With the emergence of generative AI, oil and gas companies are expected to transcend earlier sensor-based tools that monitor equipment performance by pressure, flow, temperature, and other variables.

“Companies can use large language models to institutionalize the intelligence that’s in every document,” said Reynolds. “Generative AI changes how people learn and understand what’s happening in any environment. Reliability systems could use models to show when for example, pipes or vessels will be available. Precise 3D systems could prevent equipment clashes between assets during design and even onsite vehicles and other equipment in motion in operations”

Realistic investments towards net-zero

Oil and gas leaders aren’t standing still when it comes to renewables. ExxonMobil has broken ground for a lithium production operation in Arkansas and aims to become a leading producer of lithium, an important component of EV batteries. Sustainable aviation fuel has joined ethanol, biodiesel, and low-carbon hydrogen as lower carbon emissions options. Companies are also making significant advancements at the molecular level to manufacture reusable plastics and recyclable products.

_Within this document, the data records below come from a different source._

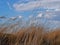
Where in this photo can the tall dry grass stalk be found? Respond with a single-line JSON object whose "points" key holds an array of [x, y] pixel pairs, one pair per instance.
{"points": [[31, 36]]}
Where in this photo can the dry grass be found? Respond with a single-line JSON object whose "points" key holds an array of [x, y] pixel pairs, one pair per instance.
{"points": [[31, 36]]}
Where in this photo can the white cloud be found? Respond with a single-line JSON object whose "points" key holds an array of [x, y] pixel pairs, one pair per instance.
{"points": [[27, 6], [40, 15], [9, 5], [50, 4], [20, 16], [57, 9], [13, 18]]}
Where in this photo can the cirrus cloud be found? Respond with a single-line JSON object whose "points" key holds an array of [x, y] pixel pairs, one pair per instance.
{"points": [[49, 4]]}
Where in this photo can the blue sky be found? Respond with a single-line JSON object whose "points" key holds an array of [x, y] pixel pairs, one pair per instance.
{"points": [[48, 10]]}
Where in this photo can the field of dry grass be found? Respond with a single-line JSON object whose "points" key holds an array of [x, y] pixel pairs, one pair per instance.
{"points": [[30, 36]]}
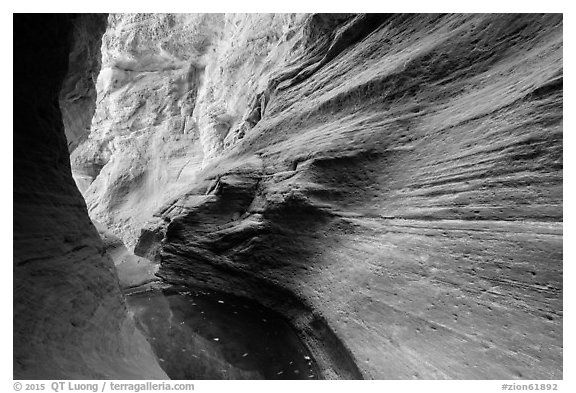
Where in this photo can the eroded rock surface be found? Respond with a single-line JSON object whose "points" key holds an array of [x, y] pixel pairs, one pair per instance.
{"points": [[391, 183], [70, 319]]}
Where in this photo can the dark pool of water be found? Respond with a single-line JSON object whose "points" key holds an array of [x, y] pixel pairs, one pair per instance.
{"points": [[206, 335]]}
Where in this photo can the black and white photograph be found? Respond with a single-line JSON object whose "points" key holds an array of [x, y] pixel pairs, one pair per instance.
{"points": [[287, 196]]}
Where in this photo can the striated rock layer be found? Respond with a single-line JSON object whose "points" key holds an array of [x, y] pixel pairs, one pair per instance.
{"points": [[391, 183], [70, 319]]}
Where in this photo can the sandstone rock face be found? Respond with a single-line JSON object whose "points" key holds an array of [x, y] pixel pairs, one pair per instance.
{"points": [[70, 319], [391, 183]]}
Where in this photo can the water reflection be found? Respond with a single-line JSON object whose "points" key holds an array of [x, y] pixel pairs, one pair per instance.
{"points": [[206, 335]]}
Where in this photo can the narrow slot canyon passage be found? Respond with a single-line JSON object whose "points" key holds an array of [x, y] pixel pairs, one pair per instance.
{"points": [[288, 196]]}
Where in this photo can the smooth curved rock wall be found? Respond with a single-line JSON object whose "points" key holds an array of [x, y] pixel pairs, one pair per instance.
{"points": [[70, 319], [391, 183]]}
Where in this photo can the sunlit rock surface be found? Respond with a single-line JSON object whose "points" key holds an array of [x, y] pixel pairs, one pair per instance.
{"points": [[390, 183], [70, 319]]}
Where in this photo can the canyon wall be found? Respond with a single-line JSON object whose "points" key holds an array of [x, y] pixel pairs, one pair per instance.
{"points": [[70, 319], [391, 183]]}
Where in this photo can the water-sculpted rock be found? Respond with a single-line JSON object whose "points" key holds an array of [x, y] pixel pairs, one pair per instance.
{"points": [[70, 319], [391, 183]]}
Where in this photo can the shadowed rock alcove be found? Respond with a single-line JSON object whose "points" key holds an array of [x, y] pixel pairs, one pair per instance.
{"points": [[373, 196]]}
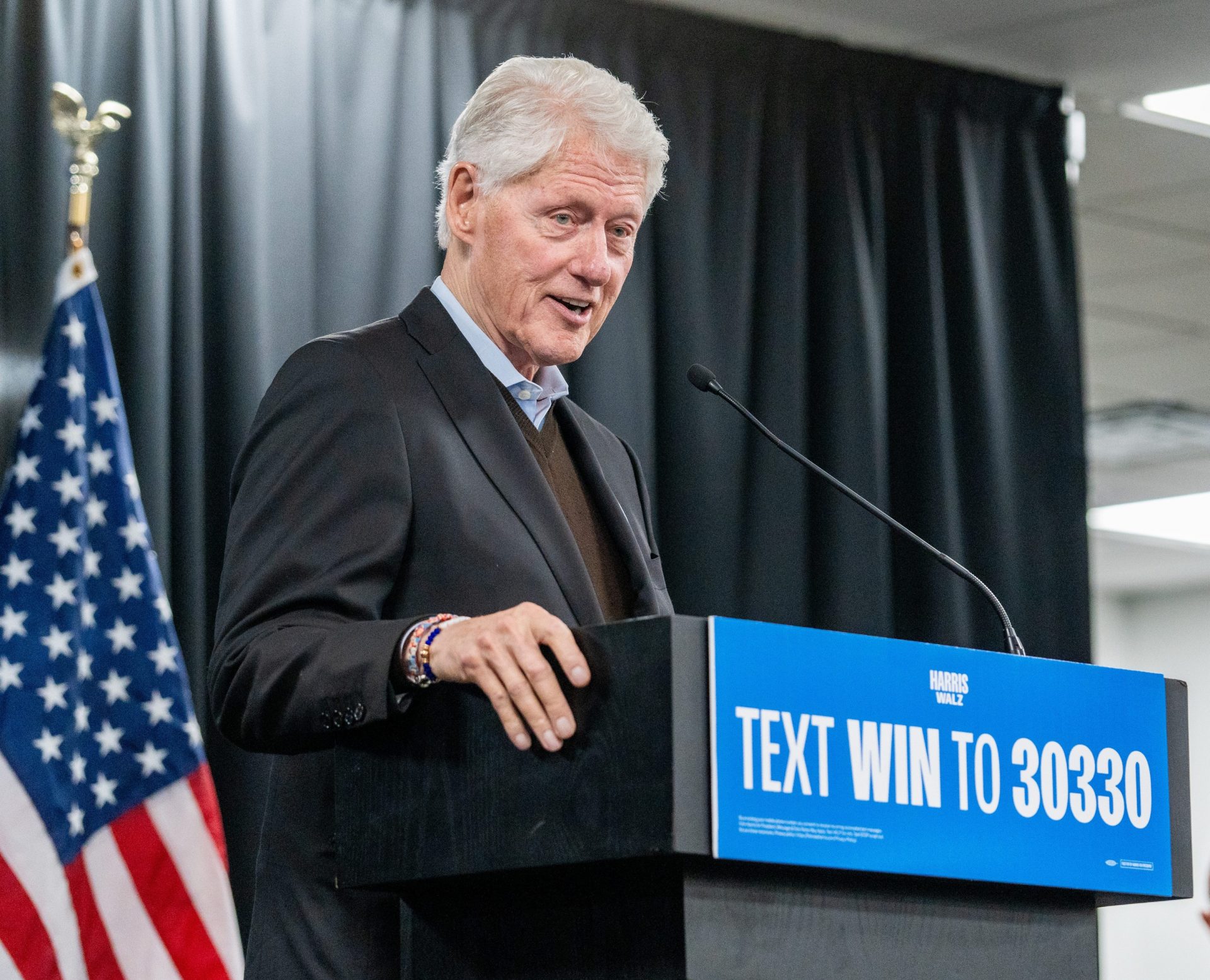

That said, the transition to clean energy will be a much longer process than originally predicted.

“Companies have reset to pragmatic net-zero goals that are grounded in secure, affordable, and resilient energy,” said Lauzon. “EVs are only a small slice of the sustainability challenge. The oil and gas industry, along with consumers, needs to factor in non-combustion usage of hydrocarbons that touches just about every material we use in our daily lives.”